Jim’s face was a blur. It looked as though his head was shaking with tremendous speed, or vibrating with such force that his features were imperceptible.
He pulled his arm back fast.
“Silver backing,” said Setrakian, tapping his own mirror. “That is the key. Today’s mass-produced mirrors, with their chrome-sprayed backing, they won’t reveal anything. But silver-backed glass always tells the truth.”
Eph looked at himself in the mirror again. Normal. Except for the slight trembling of his own hand.
He angled the glass over Jim Kent’s face again, trying to hold it still — and saw the tremulous blur that was Jim’s reflection. As though his body were in the throes of something furious, his being vibrating too hard and too fast to be visibly rendered.
Yet to the naked eye he lay still and serene.
Eph handed it to Nora, who shared his astonishment, and his fear. “So this means…he’s turning into a thing…a thing like Captain Redfern.”
Setrakian said, “Following normal infection, they can complete their transformation and activate to feeding after just one day and night. It takes seven nights for one to fully turn, for the disease to consume the body and reshape it to its own end — its new parasitic state. Then about thirty nights to total maturity.”
Nora said, “Total maturity?”
The old man said, “Pray we don’t see that phase.” He gestured toward Jim. “The arteries of the human neck offer the quickest access point, though the femoral artery is another direct route into our blood supply.”
The neck breach was so neat it was not visible at the moment.
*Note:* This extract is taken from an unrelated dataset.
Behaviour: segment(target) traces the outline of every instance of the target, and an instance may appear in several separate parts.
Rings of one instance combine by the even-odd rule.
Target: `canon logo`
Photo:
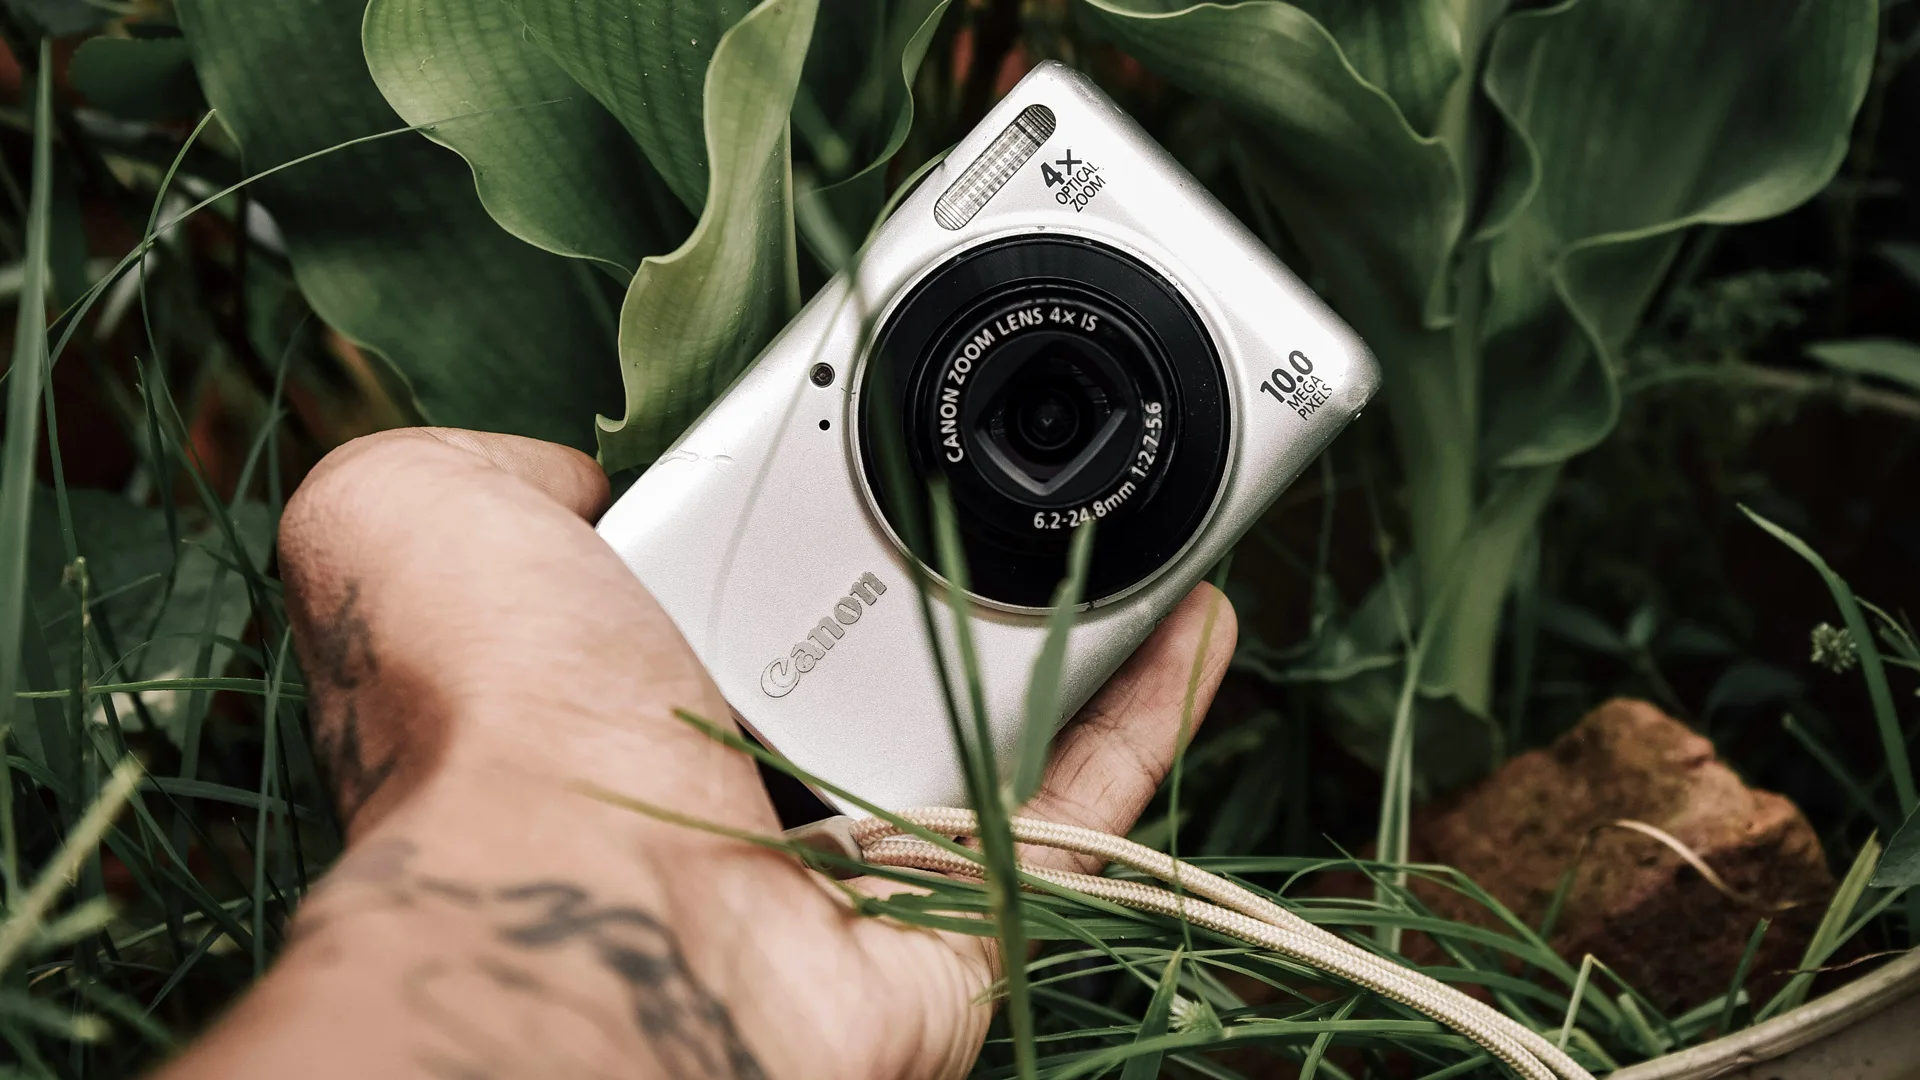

Eph said, “Why blood?”
“Oxygen, iron, and many other nutrients.”
“Oxygen?” asked Nora.
Setrakian nodded. “Their host bodies change. Part of the turning is that the circulatory and digestive systems merge, becoming one. Similar to insects. Their own blood substance lacks the iron-and-oxygen combination that accounts for the red color of human blood. Their product turns white.”
“And the organs,” Eph said. “Redfern’s looked almost like cancers.”
“The body system is being consumed and transformed. The virus takes over. They no longer breathe. They respire, merely as a vestigial reflex, but they don’t oxygenate anymore. The unneeded lungs eventually shrivel and are readapted.”
Eph said, “Redfern, when he attacked, exhibited a highly developed growth in his mouth. Like a well-developed muscular stinger underneath the tongue.”
Setrakian nodded as though agreeing with Eph about the weather. “It engorges as they feed. Their flesh flushes almost crimson, their eyeballs, their cuticles. This stinger, as you call it, is in fact a reconversion, a repurposing of the old pharynx, trachea, and lung sacs with the newly developed flesh. Something like the sleeve of a jacket being reversed. The vampire can expel this organ from its own chest cavity, shooting out well over four and up to even six feet. If you anatomize a mature victim, you would find a muscular tissue, a sack that propels this for feeding. All they require is the regular ingestion of pure human blood. They are maybe like diabetics in that way. I don’t know. You are the doctor.”